Rust Reference Counted Smart Pointer - rFronteddu/general_wiki GitHub Wiki
In the majority of cases, ownership is clear: you know exactly which variable owns a given value. However, there are cases when a single value might have multiple owners. For example, in graph data structures, multiple edges might point to the same node, and that node is conceptually owned by all of the edges that point to it. A node shouldn’t be cleaned up unless it doesn’t have any edges pointing to it and so has no owners.
You have to enable multiple ownership explicitly by using the Rust type Rc, which is an abbreviation for reference counting. The Rc type keeps track of the number of references to a value to determine whether or not the value is still in use. If there are zero references to a value, the value can be cleaned up without any references becoming invalid.
We use the Rc type when we want to allocate some data on the heap for multiple parts of our program to read and we can’t determine at compile time which part will finish using the data last. If we knew which part would finish last, we could just make that part the data’s owner, and the normal ownership rules enforced at compile time would take effect.
Note that Rc is only for use in single-threaded scenarios.

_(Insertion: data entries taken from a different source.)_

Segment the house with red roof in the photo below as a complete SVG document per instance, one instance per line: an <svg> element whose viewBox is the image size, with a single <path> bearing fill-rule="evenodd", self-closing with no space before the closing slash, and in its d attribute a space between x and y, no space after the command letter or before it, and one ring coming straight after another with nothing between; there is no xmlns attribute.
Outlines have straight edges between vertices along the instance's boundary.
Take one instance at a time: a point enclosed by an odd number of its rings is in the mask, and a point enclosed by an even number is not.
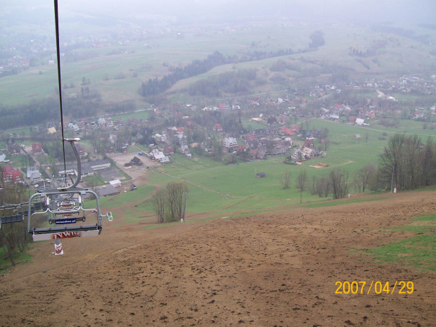
<svg viewBox="0 0 436 327"><path fill-rule="evenodd" d="M1 174L4 183L16 183L21 181L21 173L11 165L4 166L1 168Z"/></svg>
<svg viewBox="0 0 436 327"><path fill-rule="evenodd" d="M221 124L216 123L214 125L213 130L217 132L222 131L222 127L221 126Z"/></svg>
<svg viewBox="0 0 436 327"><path fill-rule="evenodd" d="M42 152L42 145L40 143L34 143L32 145L32 152L33 153L41 153Z"/></svg>
<svg viewBox="0 0 436 327"><path fill-rule="evenodd" d="M295 132L294 131L285 127L283 127L281 129L280 129L280 133L284 135L289 135L290 136L295 135Z"/></svg>

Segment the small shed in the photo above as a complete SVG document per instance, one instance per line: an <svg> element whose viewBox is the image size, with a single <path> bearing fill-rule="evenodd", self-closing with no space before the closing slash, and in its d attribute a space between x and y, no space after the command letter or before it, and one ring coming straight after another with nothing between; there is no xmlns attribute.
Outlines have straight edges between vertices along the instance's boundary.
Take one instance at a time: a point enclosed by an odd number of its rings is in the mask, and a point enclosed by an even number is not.
<svg viewBox="0 0 436 327"><path fill-rule="evenodd" d="M115 179L109 182L113 187L121 187L121 181L120 179Z"/></svg>

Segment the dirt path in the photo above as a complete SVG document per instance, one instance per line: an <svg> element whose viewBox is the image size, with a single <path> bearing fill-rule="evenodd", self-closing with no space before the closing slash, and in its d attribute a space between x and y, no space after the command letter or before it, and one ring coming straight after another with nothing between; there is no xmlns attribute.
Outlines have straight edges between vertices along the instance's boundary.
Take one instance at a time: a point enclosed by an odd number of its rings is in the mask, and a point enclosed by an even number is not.
<svg viewBox="0 0 436 327"><path fill-rule="evenodd" d="M392 229L434 214L436 191L383 196L147 230L107 223L63 241L63 256L34 243L33 263L0 279L0 326L435 326L435 272L361 250L415 237ZM335 293L353 281L365 292ZM367 294L373 281L414 290Z"/></svg>

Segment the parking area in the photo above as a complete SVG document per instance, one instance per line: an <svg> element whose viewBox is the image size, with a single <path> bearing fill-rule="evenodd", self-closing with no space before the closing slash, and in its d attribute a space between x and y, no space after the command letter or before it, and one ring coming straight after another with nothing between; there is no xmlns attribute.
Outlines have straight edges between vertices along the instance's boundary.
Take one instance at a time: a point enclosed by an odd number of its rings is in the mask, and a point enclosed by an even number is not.
<svg viewBox="0 0 436 327"><path fill-rule="evenodd" d="M115 168L101 169L98 170L97 172L108 181L115 181L115 179L120 179L120 181L124 179L124 177Z"/></svg>

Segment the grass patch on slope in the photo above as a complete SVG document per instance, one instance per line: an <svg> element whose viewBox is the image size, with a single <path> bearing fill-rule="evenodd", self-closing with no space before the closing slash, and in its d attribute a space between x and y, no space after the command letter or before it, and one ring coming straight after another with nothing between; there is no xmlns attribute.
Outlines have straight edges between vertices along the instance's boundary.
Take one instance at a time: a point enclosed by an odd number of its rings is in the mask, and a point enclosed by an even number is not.
<svg viewBox="0 0 436 327"><path fill-rule="evenodd" d="M412 222L434 222L436 215L421 215L411 220ZM411 231L416 236L394 242L386 245L378 246L366 251L374 257L378 264L402 262L421 270L436 271L436 226L404 225L392 229L392 231Z"/></svg>

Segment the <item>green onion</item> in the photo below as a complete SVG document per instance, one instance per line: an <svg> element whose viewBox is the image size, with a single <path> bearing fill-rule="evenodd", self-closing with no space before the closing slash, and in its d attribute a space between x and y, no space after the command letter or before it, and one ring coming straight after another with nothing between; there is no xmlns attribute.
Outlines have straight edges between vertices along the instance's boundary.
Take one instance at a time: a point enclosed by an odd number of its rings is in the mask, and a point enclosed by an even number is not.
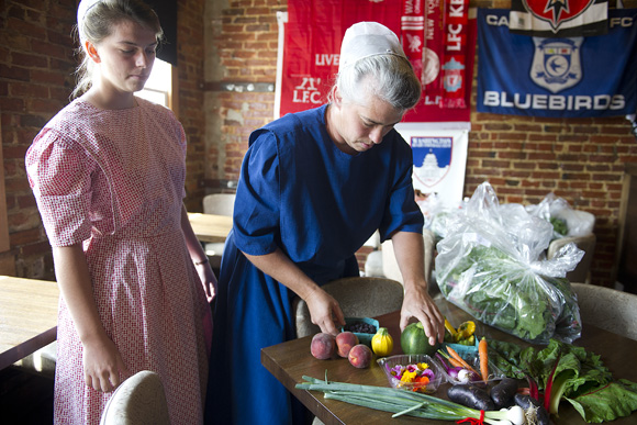
<svg viewBox="0 0 637 425"><path fill-rule="evenodd" d="M459 421L466 417L480 418L480 411L418 392L327 381L327 377L325 377L325 380L318 380L304 376L303 380L305 382L297 384L300 390L321 391L325 394L325 399L390 412L394 414L392 417L410 415L438 421ZM503 420L510 421L514 425L522 425L524 423L522 412L522 407L518 406L509 411L484 412L484 422L488 424L502 424L501 420Z"/></svg>

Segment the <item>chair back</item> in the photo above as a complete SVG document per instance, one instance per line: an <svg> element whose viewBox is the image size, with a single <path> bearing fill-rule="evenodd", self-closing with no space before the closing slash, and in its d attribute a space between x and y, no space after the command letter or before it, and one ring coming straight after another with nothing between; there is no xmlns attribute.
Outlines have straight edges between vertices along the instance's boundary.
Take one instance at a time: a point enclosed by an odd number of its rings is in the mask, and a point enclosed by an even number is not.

We’ll create list a that contains 5 and then 10. Then we’ll make two more lists: b that starts with 3 and c that starts with 4. Both b and c lists will then continue on to the first a list continue on to the first a list containing 5 and 10.

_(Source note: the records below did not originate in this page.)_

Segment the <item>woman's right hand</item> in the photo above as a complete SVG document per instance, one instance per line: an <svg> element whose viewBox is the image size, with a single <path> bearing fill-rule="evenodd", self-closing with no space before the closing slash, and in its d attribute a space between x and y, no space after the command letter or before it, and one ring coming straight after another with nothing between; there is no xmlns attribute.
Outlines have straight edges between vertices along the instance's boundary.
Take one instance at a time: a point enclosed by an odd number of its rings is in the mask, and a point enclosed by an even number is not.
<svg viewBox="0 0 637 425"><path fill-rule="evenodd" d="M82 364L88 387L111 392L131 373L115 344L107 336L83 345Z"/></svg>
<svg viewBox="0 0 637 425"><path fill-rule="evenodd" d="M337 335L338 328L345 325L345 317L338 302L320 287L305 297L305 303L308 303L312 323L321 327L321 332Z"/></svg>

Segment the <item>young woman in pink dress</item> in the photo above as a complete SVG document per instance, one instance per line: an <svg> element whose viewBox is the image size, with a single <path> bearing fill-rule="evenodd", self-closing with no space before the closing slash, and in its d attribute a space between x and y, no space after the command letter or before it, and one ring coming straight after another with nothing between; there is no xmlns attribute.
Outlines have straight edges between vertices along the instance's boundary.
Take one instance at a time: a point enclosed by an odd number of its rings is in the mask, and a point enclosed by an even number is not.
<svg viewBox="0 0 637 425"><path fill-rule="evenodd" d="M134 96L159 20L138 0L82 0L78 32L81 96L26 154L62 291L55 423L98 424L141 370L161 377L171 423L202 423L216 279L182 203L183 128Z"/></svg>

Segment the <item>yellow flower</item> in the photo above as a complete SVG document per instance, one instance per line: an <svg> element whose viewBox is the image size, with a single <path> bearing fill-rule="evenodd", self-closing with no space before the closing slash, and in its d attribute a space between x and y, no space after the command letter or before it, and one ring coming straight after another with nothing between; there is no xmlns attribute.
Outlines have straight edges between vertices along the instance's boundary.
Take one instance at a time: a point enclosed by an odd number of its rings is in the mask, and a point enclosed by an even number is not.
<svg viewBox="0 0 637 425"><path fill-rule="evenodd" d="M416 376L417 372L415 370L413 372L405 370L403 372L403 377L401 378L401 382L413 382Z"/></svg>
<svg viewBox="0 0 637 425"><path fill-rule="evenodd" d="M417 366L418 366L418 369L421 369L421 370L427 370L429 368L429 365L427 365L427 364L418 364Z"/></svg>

Trying to implement this scenario using our definition of List with Box won’t work
enum List {
Cons(i32, Box<List>),
Nil,
}
use crate::List::{Cons, Nil};
fn main() {
let a = Cons(5, Box::new(Cons(10, Box::new(Nil)))); // Error: use of moved value: `a`
let b = Cons(3, Box::new(a));
let c = Cons(4, Box::new(a));
}
he Cons variants own the data they hold, so when we create the b list, a is moved into b and b owns a. Then, when we try to use a again when creating c, we’re not allowed to because a has been moved.
We could change the definition of Cons to hold references instead, but then we would have to specify lifetime parameters. By specifying lifetime parameters, we would be specifying that every element in the list will live at least as long as the entire list.

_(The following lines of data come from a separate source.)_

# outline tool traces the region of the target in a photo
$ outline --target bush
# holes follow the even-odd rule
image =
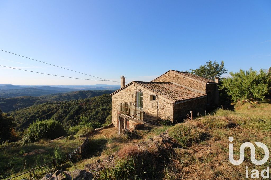
[[[229,74],[231,77],[223,79],[220,89],[225,88],[233,101],[265,100],[271,80],[265,71],[261,69],[258,73],[250,68],[245,72],[240,69],[239,72]]]
[[[68,130],[68,133],[70,135],[75,135],[81,128],[79,126],[72,126]]]
[[[173,124],[169,120],[159,119],[158,120],[159,123],[163,125],[170,125]]]
[[[177,124],[169,130],[169,134],[183,147],[198,142],[207,136],[205,131],[187,123]]]
[[[83,126],[80,128],[80,129],[76,134],[77,136],[85,137],[92,134],[94,129],[92,127]]]
[[[33,142],[43,138],[53,139],[66,134],[59,121],[53,119],[37,121],[29,125],[23,141]]]
[[[138,148],[135,146],[126,146],[118,152],[118,156],[121,159],[124,159],[131,157],[135,157],[137,156],[139,152]]]
[[[59,147],[55,147],[54,149],[54,157],[57,163],[61,164],[65,158],[65,154],[60,150]]]

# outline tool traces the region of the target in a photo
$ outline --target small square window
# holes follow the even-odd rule
[[[150,101],[155,101],[156,99],[156,96],[155,95],[150,95]]]

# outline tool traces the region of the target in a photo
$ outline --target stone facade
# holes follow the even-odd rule
[[[173,118],[175,121],[182,122],[183,120],[190,117],[190,111],[193,111],[193,117],[198,113],[202,115],[205,114],[207,104],[207,97],[195,99],[175,104],[173,107]]]
[[[207,95],[210,95],[210,102],[209,105],[214,106],[215,102],[215,87],[216,84],[206,84],[206,91],[205,94]],[[210,94],[210,93],[211,93]]]
[[[141,85],[140,81],[133,81],[111,94],[112,122],[114,125],[117,127],[118,118],[119,117],[125,117],[118,114],[119,103],[132,102],[136,104],[137,93],[139,91],[143,93],[143,109],[144,113],[148,115],[169,120],[172,122],[175,121],[181,122],[187,117],[188,114],[190,116],[191,111],[193,111],[193,116],[196,116],[198,113],[202,115],[204,114],[207,104],[210,106],[215,105],[217,84],[212,81],[207,81],[208,80],[203,78],[194,77],[195,75],[190,74],[190,76],[187,76],[184,75],[183,73],[170,70],[151,82],[154,83],[172,82],[189,88],[196,93],[199,92],[203,95],[202,97],[188,99],[188,100],[186,101],[183,99],[181,100],[184,102],[180,103],[182,101],[179,102],[179,100],[177,101],[172,98],[170,99],[168,96],[167,98],[166,96],[164,96],[166,94],[164,91],[165,89],[168,90],[170,88],[169,87],[160,89],[160,93],[157,91],[155,94],[154,92],[155,91],[151,89],[154,85],[148,84],[149,86],[146,87],[145,84],[142,84],[144,82],[141,82],[142,84]],[[206,96],[204,94],[209,96],[203,97]],[[155,96],[155,100],[151,99],[150,96]],[[187,98],[187,96],[185,95],[184,98],[186,96]],[[131,118],[129,118],[129,120],[130,128],[134,128],[135,125],[140,123],[138,122],[138,120],[133,120]]]
[[[152,82],[172,82],[204,93],[206,89],[206,83],[171,71],[165,74]]]
[[[117,126],[119,103],[131,101],[136,104],[137,93],[140,91],[143,94],[143,109],[144,112],[155,117],[173,120],[173,102],[158,95],[156,96],[155,100],[150,100],[150,96],[155,95],[155,94],[132,84],[112,96],[112,122],[114,126]],[[132,127],[134,123],[130,122],[129,126]]]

Instead, we’ll change our definition of List to use Rc in place of Box. Each Cons variant will now hold a value and an Rc pointing to a List. When we create b, instead of taking ownership of a, we’ll clone the Rc that a is holding, thereby increasing the number of references from one to two and letting a and b share ownership of the data in that Rc. We’ll also clone a when creating c, increasing the number of references from two to three. Every time we call Rc::clone, the reference count to the data within the Rc will increase, and the data won’t be cleaned up unless there are zero references to it.
enum List {
Cons(i32, Rc<List>),
Nil,
}
use crate::List::{Cons, Nil};
use std::rc::Rc;
fn main() {
let a = Rc::new(Cons(5, Rc::new(Cons(10, Rc::new(Nil)))));
let b = Cons(3, Rc::clone(&a));
let c = Cons(4, Rc::clone(&a));
}
We need to add a use statement to bring Rc into scope because it’s not in the prelude. In main, we create the list holding 5 and 10 and store it in a new Rc in a. Then when we create b and c, we call the Rc::clone function and pass a reference to the Rc in a as an argument.
We could have called a.clone() rather than Rc::clone(&a), but Rust’s convention is to use Rc::clone in this case. The implementation of Rc::clone doesn’t make a deep copy of all the data like most types’ implementations of clone do. The call to Rc::clone only increments the reference count, which doesn’t take much time. Deep copies of data can take a lot of time. By using Rc::clone for reference counting, we can visually distinguish between the deep-copy kinds of clones and the kinds of clones that increase the reference count. When looking for performance problems in the code, we only need to consider the deep-copy clones and can disregard calls to Rc::clone.
Via immutable references, Rc allows you to share data between multiple parts of your program for reading only. If Rc allowed you to have multiple mutable references too, you might violate one of the borrowing rules multiple mutable borrows to the same place can cause data races and inconsistencies. But being able to mutate data is very useful! In the next section, we’ll discuss the interior mutability pattern and the RefCell type that you can use in conjunction with an Rc to work with this immutability restriction.